The draw of Lucca is its well preserved city walls. This twelve-meter high fortification, built in the 16th and 17th centuries, held 126 cannons. Now used for more peaceful pursuits, the walls provide a leafy walkway with playgrounds. Within the walls is a pedestrian-friendly city with the lovely euro-mix of shops, restaurants, and cathedrals.
We had a recommendation to lunch at Buca L’Antonio and while the owner was not impressed that we had been sent by “Roberto, the ex-banker from Pisa,” we were impressed with our delicious meal. Mom loved her onion soup and her roast guinea fowl was a star of the meal. Bill loved his rabbit pasta, and Dad’s rabbit salad was very nice. Dad had a big plate of roast wild boar, which he warmed to after the first bite. I had zucchini ravioli for primo and Bill tucked in to roast pork.
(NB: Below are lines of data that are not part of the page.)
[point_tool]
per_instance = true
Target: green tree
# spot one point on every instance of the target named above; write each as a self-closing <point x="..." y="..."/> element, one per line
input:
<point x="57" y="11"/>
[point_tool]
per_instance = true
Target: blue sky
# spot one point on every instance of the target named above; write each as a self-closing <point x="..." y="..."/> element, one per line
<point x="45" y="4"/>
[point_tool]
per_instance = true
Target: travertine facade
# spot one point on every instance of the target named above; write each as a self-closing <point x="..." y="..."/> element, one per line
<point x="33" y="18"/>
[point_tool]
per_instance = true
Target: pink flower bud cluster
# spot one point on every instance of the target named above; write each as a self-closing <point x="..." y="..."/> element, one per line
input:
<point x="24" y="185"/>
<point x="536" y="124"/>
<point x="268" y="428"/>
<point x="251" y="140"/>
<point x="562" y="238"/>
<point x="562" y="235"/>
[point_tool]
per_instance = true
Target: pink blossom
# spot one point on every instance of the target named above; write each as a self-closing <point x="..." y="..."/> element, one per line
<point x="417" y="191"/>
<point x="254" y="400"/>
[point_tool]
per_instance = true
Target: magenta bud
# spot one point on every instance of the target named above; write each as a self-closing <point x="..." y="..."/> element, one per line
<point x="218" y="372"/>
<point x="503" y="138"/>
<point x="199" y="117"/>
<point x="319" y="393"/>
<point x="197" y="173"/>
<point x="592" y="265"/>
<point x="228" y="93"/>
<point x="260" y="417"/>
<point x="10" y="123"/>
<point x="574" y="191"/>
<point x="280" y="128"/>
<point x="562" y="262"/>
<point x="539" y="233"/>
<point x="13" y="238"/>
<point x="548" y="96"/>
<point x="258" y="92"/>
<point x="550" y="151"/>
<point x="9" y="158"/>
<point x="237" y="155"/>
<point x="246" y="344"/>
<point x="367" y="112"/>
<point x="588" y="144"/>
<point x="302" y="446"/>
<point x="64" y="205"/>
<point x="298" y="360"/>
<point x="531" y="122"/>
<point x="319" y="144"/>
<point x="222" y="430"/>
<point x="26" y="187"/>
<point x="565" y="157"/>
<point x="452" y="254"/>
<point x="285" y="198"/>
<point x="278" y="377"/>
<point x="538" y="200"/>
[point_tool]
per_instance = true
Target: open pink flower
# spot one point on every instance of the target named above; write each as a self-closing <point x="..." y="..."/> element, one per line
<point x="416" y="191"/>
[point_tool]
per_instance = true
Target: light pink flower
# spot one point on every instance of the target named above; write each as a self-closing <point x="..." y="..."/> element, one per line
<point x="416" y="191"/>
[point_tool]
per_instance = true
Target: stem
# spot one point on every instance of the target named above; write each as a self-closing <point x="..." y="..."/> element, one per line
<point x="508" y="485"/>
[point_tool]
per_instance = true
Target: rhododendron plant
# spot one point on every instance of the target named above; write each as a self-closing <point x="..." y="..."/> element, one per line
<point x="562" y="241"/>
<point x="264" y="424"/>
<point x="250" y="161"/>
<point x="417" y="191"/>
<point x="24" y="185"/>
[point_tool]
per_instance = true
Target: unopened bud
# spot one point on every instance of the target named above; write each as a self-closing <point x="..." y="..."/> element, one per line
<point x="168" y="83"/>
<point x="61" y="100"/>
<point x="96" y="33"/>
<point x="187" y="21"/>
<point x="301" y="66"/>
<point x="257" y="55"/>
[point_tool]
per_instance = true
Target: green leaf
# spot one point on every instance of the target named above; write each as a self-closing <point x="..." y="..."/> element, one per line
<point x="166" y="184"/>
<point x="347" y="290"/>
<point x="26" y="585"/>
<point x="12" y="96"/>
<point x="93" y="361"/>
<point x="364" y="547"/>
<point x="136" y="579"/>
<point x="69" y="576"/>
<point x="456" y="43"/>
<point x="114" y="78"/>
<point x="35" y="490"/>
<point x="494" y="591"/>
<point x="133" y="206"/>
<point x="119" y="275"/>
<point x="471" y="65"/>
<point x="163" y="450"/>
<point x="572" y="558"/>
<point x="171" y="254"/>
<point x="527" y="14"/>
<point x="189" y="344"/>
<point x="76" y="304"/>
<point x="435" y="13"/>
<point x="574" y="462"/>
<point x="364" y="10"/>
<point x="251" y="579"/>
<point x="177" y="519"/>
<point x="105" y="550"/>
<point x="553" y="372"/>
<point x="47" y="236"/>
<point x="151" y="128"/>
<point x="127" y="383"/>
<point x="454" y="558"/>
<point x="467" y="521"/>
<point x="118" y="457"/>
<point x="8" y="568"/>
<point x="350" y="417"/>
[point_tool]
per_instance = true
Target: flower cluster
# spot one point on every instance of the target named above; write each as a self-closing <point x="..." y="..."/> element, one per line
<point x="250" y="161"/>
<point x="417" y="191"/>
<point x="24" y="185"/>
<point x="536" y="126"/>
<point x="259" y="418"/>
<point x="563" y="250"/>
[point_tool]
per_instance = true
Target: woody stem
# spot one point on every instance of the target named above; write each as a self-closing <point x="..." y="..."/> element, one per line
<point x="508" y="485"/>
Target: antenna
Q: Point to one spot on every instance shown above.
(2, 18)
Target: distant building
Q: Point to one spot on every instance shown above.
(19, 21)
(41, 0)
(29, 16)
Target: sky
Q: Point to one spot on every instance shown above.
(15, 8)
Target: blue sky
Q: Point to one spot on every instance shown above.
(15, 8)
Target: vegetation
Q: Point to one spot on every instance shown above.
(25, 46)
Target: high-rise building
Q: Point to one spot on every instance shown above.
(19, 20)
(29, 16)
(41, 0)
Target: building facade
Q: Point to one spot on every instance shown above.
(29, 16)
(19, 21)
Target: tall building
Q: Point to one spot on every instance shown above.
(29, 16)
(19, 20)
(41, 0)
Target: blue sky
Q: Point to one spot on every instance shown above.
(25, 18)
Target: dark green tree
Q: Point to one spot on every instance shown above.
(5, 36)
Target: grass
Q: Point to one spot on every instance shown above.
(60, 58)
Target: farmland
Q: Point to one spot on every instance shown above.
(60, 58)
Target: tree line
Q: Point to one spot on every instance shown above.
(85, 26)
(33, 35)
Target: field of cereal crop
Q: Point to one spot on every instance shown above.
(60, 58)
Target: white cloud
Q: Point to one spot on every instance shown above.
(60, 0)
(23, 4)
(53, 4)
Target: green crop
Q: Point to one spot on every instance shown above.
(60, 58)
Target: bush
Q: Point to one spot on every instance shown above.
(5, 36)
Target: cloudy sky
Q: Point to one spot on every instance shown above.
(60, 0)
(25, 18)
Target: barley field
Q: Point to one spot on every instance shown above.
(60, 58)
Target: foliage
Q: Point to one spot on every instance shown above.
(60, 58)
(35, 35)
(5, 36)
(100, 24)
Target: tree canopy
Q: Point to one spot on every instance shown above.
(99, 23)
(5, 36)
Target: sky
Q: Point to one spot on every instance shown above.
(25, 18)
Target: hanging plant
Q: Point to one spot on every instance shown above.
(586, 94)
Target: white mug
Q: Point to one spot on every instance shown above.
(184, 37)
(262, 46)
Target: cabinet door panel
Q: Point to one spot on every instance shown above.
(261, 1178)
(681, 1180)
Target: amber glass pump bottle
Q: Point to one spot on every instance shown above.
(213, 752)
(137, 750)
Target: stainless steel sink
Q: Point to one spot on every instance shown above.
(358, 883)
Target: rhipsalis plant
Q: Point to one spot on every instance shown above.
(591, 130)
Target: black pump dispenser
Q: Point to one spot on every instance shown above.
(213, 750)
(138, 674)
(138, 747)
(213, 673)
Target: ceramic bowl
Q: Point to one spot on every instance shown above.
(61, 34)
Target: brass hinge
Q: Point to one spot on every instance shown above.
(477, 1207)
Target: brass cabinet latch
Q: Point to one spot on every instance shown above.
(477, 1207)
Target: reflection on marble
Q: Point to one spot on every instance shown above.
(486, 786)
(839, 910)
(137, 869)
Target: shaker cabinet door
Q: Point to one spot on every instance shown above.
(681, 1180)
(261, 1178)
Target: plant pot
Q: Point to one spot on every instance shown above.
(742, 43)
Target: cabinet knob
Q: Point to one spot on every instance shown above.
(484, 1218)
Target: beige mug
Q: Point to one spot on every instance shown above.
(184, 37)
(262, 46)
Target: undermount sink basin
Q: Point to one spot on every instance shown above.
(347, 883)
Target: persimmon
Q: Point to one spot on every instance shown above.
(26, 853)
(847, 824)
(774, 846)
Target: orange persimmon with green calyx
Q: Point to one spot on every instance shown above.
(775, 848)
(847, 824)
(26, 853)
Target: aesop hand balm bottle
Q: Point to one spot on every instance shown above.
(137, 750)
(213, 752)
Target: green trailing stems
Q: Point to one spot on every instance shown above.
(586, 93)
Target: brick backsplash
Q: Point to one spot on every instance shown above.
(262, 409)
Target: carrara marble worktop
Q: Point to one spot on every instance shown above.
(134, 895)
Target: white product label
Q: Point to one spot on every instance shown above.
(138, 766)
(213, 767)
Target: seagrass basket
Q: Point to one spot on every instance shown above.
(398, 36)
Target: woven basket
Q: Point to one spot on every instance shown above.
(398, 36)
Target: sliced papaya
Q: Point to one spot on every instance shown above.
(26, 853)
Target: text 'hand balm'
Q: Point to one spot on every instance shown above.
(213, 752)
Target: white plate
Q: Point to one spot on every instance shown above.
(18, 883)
After lunch we wandered the rainy streets, shopping a little and taking refuge in the Church of Ss Paolino e Donato, the parish church of one of Lucca’s most famous residents, Giacomo Puccini. Just being in Lucca gave Mom a bit of the operatic spirit.
We left Lucca around 4:30 for a dark, rainy and occasionally harrowing drive to a farm called Barbialla Nuova Fattoria in Montaione.